En ce jour premier anniversaire de la disparition de mon cher maître René Etiemble, je me mets en devoir de rappeler et de (re) commander au souvenir des hommes de bonne volonté cet illustre humain dont la vie fut entièrement consacrée et aux humanités et à l’humanité.
Ce fut un personnage à mille facettes lumineuses, toutes plus rutilantes les unes que les autres : polyglotte, philosophe, écrivain, critique littéraire…, cet homme de lettres divinement érudit était le prototype du lettré au sens noble du terme tel qu’il l’affectionnait lui-même, c’est-à-dire l’intellectuel (dé) voué au service de la vérité.
Bernard Pivot, dans son Billet en date du 09 janvier 2002, résume : « Etiemble était radicalement anticolonialiste et c’est au nom de ce refus de l’asservissement d’une culture par une autre qu’il avait écrit en 1964 Parlez-vous franglais ? » Et Bernard Pivot de conclure : « Parlons-nous Etiemble ? Hélas, de moins en moins. »
Aujourd’hui, en effet, bon nombre d’analphabètes et d’indigents intellectuels en course pour la « francophonie » ignorent à quel point ils trahissent l’idéal du véritable fondateur spirituel. En s’insurgeant contre l’invasion du français par l’anglais, Etiemble (dé) montrait que la question de la langue est une affaire culturelle mais surtout politique, et c’est dans ce sens qu’il interpella Georges Pompidou alors Premier ministre de France. Plus tard, lorsque la « Francophonie », formellement mise en place en 1970, s’engagea dans des voies peu compatibles avec l’idéal de résistance et de libération des peuples, il en fut rageusement outré.

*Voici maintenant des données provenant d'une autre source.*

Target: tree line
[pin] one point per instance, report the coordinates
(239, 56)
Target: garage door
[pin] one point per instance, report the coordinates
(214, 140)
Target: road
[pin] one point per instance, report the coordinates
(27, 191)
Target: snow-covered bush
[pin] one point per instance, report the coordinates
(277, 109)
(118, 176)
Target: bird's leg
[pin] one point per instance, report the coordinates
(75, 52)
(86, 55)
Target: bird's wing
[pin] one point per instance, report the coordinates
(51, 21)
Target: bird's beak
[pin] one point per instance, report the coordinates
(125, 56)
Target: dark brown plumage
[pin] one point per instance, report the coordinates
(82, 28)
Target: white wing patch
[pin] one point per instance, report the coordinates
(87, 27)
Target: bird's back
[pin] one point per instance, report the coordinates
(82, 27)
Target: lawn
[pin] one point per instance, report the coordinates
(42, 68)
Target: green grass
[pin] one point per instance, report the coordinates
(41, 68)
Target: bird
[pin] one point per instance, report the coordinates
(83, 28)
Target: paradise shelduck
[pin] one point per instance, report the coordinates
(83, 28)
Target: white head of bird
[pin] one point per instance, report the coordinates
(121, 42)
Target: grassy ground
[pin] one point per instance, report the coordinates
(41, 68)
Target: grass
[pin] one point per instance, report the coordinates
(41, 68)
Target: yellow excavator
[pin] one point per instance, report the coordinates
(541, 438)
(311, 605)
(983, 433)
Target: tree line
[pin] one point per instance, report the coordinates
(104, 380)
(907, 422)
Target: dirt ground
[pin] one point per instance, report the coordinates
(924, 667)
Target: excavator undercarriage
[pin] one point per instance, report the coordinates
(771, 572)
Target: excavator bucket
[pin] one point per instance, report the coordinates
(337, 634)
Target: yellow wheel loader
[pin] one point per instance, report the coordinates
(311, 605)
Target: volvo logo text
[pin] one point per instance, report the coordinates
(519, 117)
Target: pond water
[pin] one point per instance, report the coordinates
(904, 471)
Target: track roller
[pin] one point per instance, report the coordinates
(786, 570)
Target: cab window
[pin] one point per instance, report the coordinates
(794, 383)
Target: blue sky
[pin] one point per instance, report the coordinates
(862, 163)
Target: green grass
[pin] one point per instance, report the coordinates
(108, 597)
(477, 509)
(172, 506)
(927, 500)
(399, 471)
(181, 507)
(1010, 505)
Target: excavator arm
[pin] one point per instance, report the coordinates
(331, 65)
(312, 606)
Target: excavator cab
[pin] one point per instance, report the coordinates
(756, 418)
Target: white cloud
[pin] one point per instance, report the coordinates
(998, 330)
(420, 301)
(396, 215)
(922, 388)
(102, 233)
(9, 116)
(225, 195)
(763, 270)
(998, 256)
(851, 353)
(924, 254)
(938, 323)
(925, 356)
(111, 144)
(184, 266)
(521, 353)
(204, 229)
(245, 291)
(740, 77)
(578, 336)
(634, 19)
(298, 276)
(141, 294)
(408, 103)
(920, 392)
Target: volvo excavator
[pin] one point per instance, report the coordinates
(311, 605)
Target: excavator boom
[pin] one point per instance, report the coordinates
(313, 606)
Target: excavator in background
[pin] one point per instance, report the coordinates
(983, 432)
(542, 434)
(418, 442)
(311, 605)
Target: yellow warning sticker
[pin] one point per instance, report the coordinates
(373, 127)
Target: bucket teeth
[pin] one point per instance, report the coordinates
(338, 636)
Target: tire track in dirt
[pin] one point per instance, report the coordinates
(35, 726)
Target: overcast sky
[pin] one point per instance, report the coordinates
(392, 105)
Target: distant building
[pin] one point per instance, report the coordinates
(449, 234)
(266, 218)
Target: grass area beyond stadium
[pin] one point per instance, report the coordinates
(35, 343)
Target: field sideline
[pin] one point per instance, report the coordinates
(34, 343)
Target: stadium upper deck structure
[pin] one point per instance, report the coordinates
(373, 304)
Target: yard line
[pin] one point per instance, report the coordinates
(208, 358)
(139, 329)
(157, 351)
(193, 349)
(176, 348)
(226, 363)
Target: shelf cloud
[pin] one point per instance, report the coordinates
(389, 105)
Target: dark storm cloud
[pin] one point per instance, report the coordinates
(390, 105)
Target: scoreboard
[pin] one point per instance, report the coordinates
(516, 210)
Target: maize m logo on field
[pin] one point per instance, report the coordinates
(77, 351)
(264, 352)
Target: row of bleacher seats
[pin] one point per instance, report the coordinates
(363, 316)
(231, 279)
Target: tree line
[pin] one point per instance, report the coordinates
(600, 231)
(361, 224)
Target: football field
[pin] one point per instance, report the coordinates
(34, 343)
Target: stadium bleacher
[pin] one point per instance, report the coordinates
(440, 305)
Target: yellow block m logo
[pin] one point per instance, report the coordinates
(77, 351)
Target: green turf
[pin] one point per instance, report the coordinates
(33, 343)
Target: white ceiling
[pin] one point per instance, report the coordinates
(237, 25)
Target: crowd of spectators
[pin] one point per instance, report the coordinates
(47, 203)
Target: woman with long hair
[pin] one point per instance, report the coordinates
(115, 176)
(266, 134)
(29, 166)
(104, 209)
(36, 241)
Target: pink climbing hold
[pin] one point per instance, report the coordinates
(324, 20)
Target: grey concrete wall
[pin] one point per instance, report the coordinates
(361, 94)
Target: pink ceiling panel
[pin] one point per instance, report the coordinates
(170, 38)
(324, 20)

A ce propos, dans sa correspondance en date de la nuit du 22 au 23 juillet 1980, Etiemble me confie : « Il y a chez nous [en France] un certain nombre d’imbéciles ou de criminels qui n’ont à la bouche que la francophonie mais qui assurent qu’il faut empêcher les étudiants du « tiers monde » (comme disent ces lâches-là) de venir attraper chez nous la « vérole », c’est-à-dire apprendre à réfléchir sur les maux de toute société. » L’allusion concerne ici la décision prise alors par le gouvernement français de faire subir aux étudiants étrangers sollicitant une inscription dans les universités françaises un examen de langue française. Etiemble était monté au créneau pour dénoncer « l’arrière-pensée politique de cette mesure d’apparence technique et anodine »…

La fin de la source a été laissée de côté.